A few weeks back a colleague said – Two weeks is a long time in a Covid 19 world. A new reality is emerging each day as the world is reordered, and is made new.

  As we move from level 5 to level 4, the big shift is, of course, a paradigm shift from “don’t make plans until this is over”, to ‘this is a new reality and you need to make some plans, to adjust to a new normal.’

But, how do you plan in such a fluid environment and with so much change around you?

I’d like to make a few suggestions.

Don’t give up on your dreams. Subconsciously we all dream, we have an idea of what we want in the future. We generalise these dreams, into statements like, I want success, I want progress, I want overcoming. I want more than the previous generation, I want better (whatever those look like to you).

The last five weeks has dashed those dreams. We are now uncertain of what that dream would look like, and the reality of this set-back drags our dreams down. But these dreams, ideals, objectives were always uncertain and somewhere deep down you knew that they would have to endure much to become reality. Also, you knew that these dreams were not just going to fall into your lap, because otherwise they would be your reality and not just dreams.  Your dreams are not your plans, they are not what you have got all worked out, they are just the hope, that you have expressed in your personal life.  Dreams don’t need a detailed plan of execution, dreams don’t need evidence,  you don’t need specific circumstances for dreams – they supersede all reality, challenges, obstructions, doubts fears, dreams have no limitations imposed by reality. And dreams keep you alive because they remind you that you are bigger than your circumstances, you are more courageous than your fears make you think you are. Dreams keep hope alive. Dreams remind you that you can overcome.

If you are not working towards your dreams then they are futile. If you are not experiencing, in the present, albeit ever so small, a fulfilling of those dreams, then you are being delusional. Dreams are not delusions, they are deep seated desires. Dreams come from the heart, not from the head.

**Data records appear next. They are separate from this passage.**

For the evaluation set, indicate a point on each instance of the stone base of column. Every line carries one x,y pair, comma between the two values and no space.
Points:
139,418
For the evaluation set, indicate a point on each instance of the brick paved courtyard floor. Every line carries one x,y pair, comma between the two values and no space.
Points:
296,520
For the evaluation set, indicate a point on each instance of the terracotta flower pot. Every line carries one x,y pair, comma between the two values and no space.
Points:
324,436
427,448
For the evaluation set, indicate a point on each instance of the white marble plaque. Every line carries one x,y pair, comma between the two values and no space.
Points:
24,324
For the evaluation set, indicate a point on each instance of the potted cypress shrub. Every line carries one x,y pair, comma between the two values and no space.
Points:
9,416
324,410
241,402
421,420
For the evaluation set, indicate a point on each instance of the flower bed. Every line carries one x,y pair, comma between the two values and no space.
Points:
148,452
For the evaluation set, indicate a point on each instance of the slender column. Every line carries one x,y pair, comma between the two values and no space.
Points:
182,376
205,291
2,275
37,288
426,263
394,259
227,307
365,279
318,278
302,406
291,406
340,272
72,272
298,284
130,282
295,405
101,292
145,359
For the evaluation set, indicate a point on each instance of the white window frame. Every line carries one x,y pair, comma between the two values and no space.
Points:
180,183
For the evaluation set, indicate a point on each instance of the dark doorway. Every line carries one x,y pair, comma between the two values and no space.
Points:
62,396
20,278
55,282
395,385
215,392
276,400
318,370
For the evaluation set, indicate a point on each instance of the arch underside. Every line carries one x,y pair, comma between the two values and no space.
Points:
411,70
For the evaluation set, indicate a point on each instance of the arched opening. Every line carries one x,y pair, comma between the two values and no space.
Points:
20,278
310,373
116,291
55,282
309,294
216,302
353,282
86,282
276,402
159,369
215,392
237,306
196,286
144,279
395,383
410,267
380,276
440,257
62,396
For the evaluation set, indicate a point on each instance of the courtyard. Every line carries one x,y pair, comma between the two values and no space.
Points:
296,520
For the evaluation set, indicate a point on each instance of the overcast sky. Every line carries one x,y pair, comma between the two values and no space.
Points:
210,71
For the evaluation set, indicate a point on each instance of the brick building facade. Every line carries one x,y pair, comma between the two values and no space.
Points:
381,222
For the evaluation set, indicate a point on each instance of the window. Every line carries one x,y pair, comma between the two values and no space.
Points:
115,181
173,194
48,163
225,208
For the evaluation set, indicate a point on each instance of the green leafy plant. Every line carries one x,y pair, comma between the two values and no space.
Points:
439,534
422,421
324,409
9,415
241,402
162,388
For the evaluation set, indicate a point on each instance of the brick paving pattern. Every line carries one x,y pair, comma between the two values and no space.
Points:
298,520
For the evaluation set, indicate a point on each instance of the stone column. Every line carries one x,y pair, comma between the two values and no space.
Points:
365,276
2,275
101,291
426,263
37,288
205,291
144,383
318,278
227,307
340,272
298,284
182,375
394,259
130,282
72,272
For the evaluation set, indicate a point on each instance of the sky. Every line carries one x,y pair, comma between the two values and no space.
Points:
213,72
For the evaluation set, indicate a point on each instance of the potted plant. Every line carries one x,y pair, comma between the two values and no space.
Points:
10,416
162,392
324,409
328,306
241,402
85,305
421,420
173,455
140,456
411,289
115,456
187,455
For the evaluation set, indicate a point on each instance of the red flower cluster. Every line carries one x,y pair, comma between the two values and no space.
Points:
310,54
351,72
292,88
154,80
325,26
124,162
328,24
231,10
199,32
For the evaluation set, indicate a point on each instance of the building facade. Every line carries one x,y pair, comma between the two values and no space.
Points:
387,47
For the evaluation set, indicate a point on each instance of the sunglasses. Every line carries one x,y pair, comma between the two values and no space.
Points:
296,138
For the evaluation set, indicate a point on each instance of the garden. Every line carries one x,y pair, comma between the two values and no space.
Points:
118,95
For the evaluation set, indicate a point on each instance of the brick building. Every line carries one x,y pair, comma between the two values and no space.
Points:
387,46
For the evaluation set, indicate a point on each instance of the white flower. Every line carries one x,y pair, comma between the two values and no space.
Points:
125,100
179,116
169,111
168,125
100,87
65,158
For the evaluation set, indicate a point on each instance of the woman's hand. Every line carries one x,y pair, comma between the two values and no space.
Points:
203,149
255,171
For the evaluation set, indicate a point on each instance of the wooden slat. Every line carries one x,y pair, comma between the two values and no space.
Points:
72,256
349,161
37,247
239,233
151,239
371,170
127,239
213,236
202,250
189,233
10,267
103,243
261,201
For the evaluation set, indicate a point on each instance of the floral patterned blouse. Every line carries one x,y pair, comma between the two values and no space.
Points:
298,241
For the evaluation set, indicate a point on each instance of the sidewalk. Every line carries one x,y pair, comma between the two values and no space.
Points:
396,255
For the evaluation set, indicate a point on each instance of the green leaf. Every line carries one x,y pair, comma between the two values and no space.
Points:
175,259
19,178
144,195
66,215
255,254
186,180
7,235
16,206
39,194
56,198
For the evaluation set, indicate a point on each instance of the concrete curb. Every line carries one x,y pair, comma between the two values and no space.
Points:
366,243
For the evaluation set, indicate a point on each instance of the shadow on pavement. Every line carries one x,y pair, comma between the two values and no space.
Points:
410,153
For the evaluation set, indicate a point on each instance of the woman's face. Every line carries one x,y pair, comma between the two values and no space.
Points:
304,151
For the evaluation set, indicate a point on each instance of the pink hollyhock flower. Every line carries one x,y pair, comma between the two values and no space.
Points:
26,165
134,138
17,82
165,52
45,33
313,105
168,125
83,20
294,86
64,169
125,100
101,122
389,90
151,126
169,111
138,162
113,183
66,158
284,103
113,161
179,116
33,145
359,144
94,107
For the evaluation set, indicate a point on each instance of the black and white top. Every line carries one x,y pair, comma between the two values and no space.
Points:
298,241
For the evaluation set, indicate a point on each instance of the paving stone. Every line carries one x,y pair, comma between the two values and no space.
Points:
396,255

When we set our hearts and minds on our plans then we dictate how they will unfold, when we hold onto our dreams we recognise them unfolding even in ways we never thought possible. It is your plans that have been crushed by the recent events of the world crisis caused by the pandemic. My brother said this morning, once we find a cure (a vaccine) the effects of the disease from a medical point of view will end quickly, but the economic and social effects will take a long time to overcome. And the only way that we can overcome them, is to hold onto what we wanted life to be about, in the first place, and not about how we were going about getting that which we desired. Our plans have been so wrong, not our dreams. Our desires for a healthy and happy life, were not the problem, how we went about getting them were.

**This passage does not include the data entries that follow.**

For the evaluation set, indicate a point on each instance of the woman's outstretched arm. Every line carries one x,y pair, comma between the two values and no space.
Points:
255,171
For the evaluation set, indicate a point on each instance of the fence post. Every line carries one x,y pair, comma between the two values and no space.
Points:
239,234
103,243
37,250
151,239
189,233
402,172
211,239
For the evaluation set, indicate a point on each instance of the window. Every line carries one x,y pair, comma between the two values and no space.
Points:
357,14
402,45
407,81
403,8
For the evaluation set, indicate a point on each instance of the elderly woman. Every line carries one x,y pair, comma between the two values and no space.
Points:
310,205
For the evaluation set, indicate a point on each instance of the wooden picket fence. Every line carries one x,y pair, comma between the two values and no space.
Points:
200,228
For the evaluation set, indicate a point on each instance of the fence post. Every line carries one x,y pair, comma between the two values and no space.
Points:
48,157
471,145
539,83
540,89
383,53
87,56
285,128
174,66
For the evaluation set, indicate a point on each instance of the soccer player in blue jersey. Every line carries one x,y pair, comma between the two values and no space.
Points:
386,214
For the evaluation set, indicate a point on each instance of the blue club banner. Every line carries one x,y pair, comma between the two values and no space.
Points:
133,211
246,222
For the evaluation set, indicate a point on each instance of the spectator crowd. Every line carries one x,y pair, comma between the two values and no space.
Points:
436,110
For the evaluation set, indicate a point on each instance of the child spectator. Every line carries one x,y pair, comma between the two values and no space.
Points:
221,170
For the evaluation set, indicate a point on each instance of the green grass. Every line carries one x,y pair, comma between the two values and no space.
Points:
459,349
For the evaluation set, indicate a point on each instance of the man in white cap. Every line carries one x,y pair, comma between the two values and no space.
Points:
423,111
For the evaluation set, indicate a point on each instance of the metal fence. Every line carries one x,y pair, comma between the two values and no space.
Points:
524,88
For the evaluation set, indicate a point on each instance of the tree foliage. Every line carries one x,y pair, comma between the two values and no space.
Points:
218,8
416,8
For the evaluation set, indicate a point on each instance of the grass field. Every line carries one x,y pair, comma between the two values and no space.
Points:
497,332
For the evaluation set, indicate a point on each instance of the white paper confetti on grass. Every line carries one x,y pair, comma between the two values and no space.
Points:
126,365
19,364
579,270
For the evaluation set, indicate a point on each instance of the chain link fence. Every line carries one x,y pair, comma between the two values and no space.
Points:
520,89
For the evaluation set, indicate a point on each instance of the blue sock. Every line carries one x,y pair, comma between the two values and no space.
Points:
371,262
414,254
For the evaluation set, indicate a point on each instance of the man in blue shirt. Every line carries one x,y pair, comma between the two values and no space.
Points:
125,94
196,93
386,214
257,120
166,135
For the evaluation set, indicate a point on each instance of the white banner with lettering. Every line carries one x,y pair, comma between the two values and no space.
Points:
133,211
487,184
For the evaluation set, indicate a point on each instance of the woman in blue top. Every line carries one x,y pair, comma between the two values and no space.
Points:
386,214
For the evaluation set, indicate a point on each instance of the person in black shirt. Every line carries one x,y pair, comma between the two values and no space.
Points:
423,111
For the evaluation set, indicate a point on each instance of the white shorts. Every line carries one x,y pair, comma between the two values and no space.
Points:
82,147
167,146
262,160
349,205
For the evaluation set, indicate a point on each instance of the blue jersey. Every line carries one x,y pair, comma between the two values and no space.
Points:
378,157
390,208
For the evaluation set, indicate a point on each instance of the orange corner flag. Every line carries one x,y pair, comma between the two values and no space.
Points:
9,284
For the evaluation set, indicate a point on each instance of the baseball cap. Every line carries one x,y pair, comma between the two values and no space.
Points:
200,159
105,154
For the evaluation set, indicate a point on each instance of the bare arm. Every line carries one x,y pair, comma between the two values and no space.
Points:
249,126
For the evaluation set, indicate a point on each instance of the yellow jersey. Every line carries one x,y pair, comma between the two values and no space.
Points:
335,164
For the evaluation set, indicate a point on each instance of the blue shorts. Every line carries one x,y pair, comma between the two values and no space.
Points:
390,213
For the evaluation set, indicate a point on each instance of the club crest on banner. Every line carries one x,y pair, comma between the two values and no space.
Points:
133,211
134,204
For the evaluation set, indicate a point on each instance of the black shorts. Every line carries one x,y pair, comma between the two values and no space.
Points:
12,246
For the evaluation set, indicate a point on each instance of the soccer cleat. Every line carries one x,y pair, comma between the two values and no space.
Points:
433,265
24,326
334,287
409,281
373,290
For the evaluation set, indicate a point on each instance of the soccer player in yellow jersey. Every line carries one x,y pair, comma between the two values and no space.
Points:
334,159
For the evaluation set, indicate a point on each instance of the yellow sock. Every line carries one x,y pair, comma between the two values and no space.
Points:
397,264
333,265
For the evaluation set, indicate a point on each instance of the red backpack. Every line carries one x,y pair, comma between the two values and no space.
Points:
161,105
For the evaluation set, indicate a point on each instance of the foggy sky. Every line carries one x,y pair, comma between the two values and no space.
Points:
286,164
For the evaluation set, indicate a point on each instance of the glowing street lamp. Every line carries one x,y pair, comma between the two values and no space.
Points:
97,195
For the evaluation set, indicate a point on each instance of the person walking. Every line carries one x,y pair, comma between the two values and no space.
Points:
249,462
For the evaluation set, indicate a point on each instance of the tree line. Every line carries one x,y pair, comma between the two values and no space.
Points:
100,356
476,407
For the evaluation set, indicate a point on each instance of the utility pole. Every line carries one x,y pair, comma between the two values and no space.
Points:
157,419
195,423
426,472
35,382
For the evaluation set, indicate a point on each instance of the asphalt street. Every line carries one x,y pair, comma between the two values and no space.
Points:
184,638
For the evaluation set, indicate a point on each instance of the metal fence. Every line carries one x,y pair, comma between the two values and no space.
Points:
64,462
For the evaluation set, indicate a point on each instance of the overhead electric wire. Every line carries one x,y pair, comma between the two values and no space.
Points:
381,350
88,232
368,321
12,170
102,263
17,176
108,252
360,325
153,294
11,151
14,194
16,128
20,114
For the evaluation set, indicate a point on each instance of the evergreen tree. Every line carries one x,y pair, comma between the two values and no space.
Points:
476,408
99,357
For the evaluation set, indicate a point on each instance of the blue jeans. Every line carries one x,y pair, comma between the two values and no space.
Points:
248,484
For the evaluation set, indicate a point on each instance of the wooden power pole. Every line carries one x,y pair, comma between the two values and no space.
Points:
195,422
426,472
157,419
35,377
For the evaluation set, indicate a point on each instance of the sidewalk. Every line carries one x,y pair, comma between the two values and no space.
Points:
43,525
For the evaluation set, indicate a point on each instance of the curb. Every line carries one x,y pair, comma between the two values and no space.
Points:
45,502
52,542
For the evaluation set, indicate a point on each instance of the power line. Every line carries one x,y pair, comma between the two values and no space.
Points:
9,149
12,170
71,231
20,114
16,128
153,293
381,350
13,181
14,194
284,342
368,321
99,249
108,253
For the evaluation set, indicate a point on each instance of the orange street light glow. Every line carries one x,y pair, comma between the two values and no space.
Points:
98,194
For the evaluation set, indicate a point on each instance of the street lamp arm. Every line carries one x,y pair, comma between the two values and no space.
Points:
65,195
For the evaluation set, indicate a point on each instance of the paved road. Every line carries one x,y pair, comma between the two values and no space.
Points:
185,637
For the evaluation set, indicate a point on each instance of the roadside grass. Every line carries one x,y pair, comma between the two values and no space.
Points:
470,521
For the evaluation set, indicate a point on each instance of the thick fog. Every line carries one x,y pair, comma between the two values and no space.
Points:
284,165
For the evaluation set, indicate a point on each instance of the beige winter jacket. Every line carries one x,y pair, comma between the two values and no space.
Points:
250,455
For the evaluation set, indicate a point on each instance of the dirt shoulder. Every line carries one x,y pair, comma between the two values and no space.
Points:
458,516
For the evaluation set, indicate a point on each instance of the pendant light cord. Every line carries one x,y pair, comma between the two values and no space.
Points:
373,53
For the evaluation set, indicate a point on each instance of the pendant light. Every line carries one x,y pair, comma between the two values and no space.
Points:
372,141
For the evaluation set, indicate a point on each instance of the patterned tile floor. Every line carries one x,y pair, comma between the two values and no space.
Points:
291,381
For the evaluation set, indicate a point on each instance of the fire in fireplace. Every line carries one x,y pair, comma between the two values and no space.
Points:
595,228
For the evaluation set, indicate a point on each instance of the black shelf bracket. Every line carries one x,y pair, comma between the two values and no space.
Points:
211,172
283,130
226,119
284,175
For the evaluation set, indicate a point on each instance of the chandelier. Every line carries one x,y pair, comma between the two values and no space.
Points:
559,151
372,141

So do not give up on your dreams, hold onto them and seek God’s way of fulfilling them. It was St Ignatius who said, the choice is not between good and bad, but between good and Godly.

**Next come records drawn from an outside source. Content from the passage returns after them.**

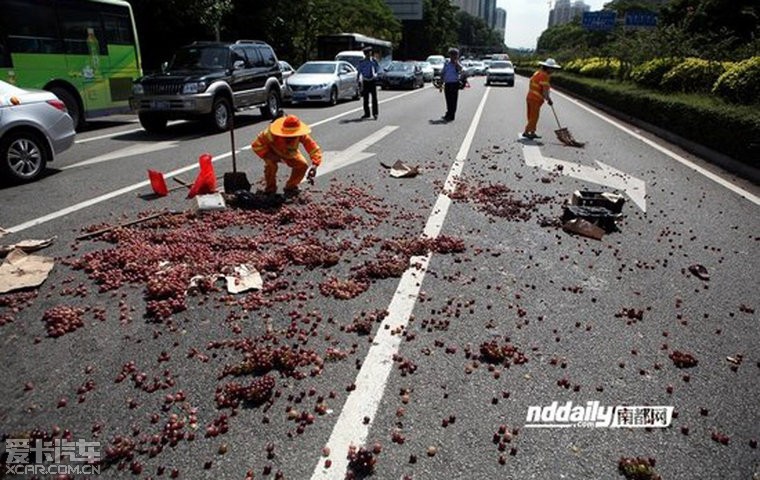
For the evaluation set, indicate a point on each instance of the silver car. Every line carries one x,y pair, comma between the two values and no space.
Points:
34,127
325,81
501,71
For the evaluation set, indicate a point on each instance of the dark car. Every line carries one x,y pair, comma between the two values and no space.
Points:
402,75
210,80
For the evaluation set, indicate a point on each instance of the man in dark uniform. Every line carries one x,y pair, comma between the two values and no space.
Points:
368,71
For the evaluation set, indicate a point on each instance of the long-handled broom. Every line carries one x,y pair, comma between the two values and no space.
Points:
563,134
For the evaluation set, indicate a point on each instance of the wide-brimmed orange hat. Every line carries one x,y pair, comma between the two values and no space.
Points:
289,126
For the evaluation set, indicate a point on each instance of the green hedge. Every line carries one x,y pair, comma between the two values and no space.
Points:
730,129
741,82
692,75
649,74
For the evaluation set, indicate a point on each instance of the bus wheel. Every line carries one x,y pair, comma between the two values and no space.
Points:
23,156
152,122
72,106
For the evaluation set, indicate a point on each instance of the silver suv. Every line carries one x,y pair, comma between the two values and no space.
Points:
210,80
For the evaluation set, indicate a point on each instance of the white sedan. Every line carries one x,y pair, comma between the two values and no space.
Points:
324,81
34,127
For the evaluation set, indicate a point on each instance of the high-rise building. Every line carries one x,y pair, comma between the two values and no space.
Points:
501,22
469,6
488,12
564,11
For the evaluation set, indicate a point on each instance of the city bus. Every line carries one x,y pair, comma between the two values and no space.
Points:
329,46
84,51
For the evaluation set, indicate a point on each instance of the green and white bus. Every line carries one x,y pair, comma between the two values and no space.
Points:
84,51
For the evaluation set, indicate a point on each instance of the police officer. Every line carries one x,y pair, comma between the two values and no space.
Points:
368,72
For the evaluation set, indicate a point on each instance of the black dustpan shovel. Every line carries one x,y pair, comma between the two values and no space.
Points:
234,180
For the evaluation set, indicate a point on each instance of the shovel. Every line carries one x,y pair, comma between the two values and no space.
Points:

As you seek God so your dreams your desires will be in sync with God.

And so do not have worldly dreams, as Joel prophesied (Joel 2:28), God’s people will have visions and dream dreams. Dream big my friends, dream deep, dream of all that God has instilled in the depths of your hearts.   

Set your minds on things above, not on earthly things. (Colossians 3:2).

May your dreams be of a Kingdom on earth as it is in hearven.